Honestly, I love that this question forces you to think about how language, translation, and narrative voice all tangle together. If you want, I can sketch a search strategy that will help you find early printed instances in English.
Henry
Henry
2025-09-03 14:39:05
Short, curious, and practical: there’s no single recorded moment when 'I closed my eyes' first appeared in novels because the description predates the novel as a genre and the exact words depend on language and POV. If you mean in the broadest sense, scenes of characters closing eyes are ancient; if you mean the literal first-person phrase in English, it becomes clearly common from the 1700s–1800s onward as novels developed interiority.

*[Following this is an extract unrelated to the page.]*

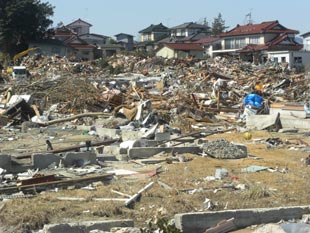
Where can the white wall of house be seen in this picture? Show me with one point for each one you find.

If you want to find an early printed instance, I’d use 'Google Books', 'Project Gutenberg', or Early English archives and filter by date — and be mindful of translations. It’s a small phrase, but chasing it tells you a lot about how narration and translation evolved.
Violet
Violet
2025-09-03 16:02:22
My take is quick and practical: pinning the very first time the phrase showed up in novels is basically impossible without defining language and geographic scope. If you mean in English novels specifically, the phrase pops up a lot once first-person narration becomes popular in the 1700s and explodes in the 1800s with psychological realism. If you mean the act being described — characters closing their eyes — that’s older than the novel form itself and appears across ancient and medieval literature.

I usually tackle this by searching large digitized book collections. Try a phrase search in 'Google Books' with date filters, or use 'Project Gutenberg' and specialty databases like Early English Books Online. Also, corpus tools like the Corpus of Historical American English (COHA) can show when a phrase gains frequency. It’s less about a single "first" moment and more about tracing how the phrase becomes common in narrative voice, which is a neat little history lesson if you like digging through texts.